Caroline Quevrain & Samira El Gadir
Publié le 3 novembre 2022 à 20h09, mis à jour le 11 novembre 2022 à 15h01

Source : TF1 Info

La propagande russe veut montrer la bonne santé économique de Moscou.
Mais derrière ces éléments, les chiffres reflètent une réalité plus terne pour le pays.
Certaines statistiques russes liées au commerce extérieur restent d'ailleurs opaques.

Pour continuer sa guerre en Ukraine, la Russie doit se montrer forte politiquement, mais aussi économiquement. L’un des éléments centraux de la propagande du Kremlin consiste à démontrer la bonne santé de l’économie du pays et l’inefficacité des sanctions occidentales.

Cette bonne santé recouvrirait plusieurs aspects. Par exemple, dans les supermarchés, véritables marqueurs de la société, les rayons seraient remplis de produits occidentaux malgré l’embargo imposé par la Russie en 2014 et surtout, ne seraient pas concernés par l’inflation. Des affirmations trompeuses : seuls des aliments produits localement se retrouvent dans les étals russes et les conséquences de l’inflation sont bien visibles par les consommateurs - ce que reconnaît même la Banque centrale de Russie. Même chose pour le rouble qui, il y a quelque mois, était présenté comme très performant... et qui ne l’était pas tant, en réalité.
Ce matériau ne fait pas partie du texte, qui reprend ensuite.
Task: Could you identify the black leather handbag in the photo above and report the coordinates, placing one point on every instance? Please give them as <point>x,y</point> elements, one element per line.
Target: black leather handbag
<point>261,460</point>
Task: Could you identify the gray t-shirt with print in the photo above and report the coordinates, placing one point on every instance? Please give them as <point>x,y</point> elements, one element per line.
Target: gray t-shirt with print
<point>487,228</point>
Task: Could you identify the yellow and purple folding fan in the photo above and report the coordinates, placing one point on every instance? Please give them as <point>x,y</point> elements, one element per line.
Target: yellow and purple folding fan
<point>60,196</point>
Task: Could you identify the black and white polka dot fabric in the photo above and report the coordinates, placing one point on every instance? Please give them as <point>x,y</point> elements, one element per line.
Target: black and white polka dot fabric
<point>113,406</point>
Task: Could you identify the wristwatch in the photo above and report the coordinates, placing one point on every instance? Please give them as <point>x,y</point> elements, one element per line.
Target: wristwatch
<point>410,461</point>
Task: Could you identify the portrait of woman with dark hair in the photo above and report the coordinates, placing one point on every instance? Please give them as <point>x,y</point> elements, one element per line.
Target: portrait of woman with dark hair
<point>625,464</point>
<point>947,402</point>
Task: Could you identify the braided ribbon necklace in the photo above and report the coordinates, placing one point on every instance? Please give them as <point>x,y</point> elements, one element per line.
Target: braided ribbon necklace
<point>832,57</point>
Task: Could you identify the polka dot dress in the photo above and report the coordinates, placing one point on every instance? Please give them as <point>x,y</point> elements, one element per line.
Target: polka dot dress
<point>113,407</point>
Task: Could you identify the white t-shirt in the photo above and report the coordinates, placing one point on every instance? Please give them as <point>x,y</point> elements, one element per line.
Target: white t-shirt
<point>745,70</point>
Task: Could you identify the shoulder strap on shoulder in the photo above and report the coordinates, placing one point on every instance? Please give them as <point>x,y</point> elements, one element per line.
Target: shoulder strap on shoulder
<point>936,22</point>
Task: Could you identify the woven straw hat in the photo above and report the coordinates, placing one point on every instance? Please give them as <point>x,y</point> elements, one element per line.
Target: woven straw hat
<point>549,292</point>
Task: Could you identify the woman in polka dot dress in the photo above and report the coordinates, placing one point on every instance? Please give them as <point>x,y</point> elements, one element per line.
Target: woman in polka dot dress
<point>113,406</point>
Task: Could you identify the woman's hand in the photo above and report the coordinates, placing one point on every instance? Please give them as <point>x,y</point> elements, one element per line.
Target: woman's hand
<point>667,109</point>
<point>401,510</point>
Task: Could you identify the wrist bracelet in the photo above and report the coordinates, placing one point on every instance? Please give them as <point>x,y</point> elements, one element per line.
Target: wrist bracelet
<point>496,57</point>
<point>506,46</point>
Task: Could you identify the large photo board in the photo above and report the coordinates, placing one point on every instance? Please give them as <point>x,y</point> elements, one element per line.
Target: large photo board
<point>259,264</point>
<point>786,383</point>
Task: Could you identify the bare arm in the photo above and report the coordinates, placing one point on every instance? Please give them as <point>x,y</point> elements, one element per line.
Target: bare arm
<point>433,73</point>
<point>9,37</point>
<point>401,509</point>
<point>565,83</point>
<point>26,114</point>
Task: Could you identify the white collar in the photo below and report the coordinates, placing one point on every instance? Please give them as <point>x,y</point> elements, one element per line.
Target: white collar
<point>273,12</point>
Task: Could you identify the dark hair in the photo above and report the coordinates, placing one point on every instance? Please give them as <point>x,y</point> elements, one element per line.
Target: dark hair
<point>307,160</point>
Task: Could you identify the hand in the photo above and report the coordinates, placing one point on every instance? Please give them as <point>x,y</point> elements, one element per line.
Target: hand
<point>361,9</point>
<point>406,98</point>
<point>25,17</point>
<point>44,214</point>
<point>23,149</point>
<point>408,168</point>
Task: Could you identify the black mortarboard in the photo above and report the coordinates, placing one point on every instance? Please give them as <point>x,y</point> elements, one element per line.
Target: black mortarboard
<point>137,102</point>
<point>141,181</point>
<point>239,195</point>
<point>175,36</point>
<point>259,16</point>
Vers 3% de décroissance en 2022

De plus, ces éléments contrastent avec ceux des économistes, plus critiques sur l’économie russe. Sur les réseaux sociaux, des internautes reprennent, chiffres à l’appui, ce qu’ils présentent comme la réalité de l’état du pays, gravement touché par les sanctions. Un chiffre peut permettre d’y voir plus clair, celui de l'évolution du Produit Intérieur Brut (PIB). D’après les prévisions du Fonds Monétaire International (FMI), faites à partir des données nationales, l’économie russe sera en récession en 2022, avec -3,4% attendu de PIB, mais aussi en 2023, avec -2,3%. Une estimation pour cette année qui se situe dans la moyenne : la plupart des économistes tablent sur 3 à 6% de décroissance, selon Julien Vercueil, économiste et vice-président de l’Inalco, l’Institut national des langues et civilisations orientales.

L'Economist Intelligence Unit (EIU), qui appartient à The Economist, prévoit quant à lui -4,4% de PIB pour cette année, puis -3,3% pour l’année suivante. "Une récession de 3 ou 4%, c’est loin d’être négligeable", souligne Agathe Demarais, directrice des prévisions mondiales de l’EIU et autrice de "Backfire", ouvrage sur les effets secondaires des sanctions américaines sur les matières premières. "Quand un pays enregistre une récession, l’année suivante, il rebondit. L’an prochain, ce qui est intéressant, c’est que l’on s’attend aussi à une récession de 2 ou 3%, puis une stagnation. Cette crise va durer." 

Les chiffres comme "armes de guerre"

Mais un facteur est loin d'être négligeable et peut mettre à mal le suivi de la situation et l’effet des sanctions  : l’opacité qui entoure la publication des données par les autorités russes, comme souligné dans ce thread cité plus haut. "L’économie russe est moins lisible aujourd’hui qu’avant la guerre parce qu’un certain nombre de données sont contrôlées politiquement, à savoir le commerce extérieur et la finance", relève Julien Vercueil. Ainsi, l’accès aux statistiques relevant du commerce extérieur (exportations, importations, commerce de l’Union économique eurasienne, etc) est restreint depuis le mois d’avril, d’après la Fondation Carnegie, un groupe de réflexion sur la politique étrangère des États-Unis. 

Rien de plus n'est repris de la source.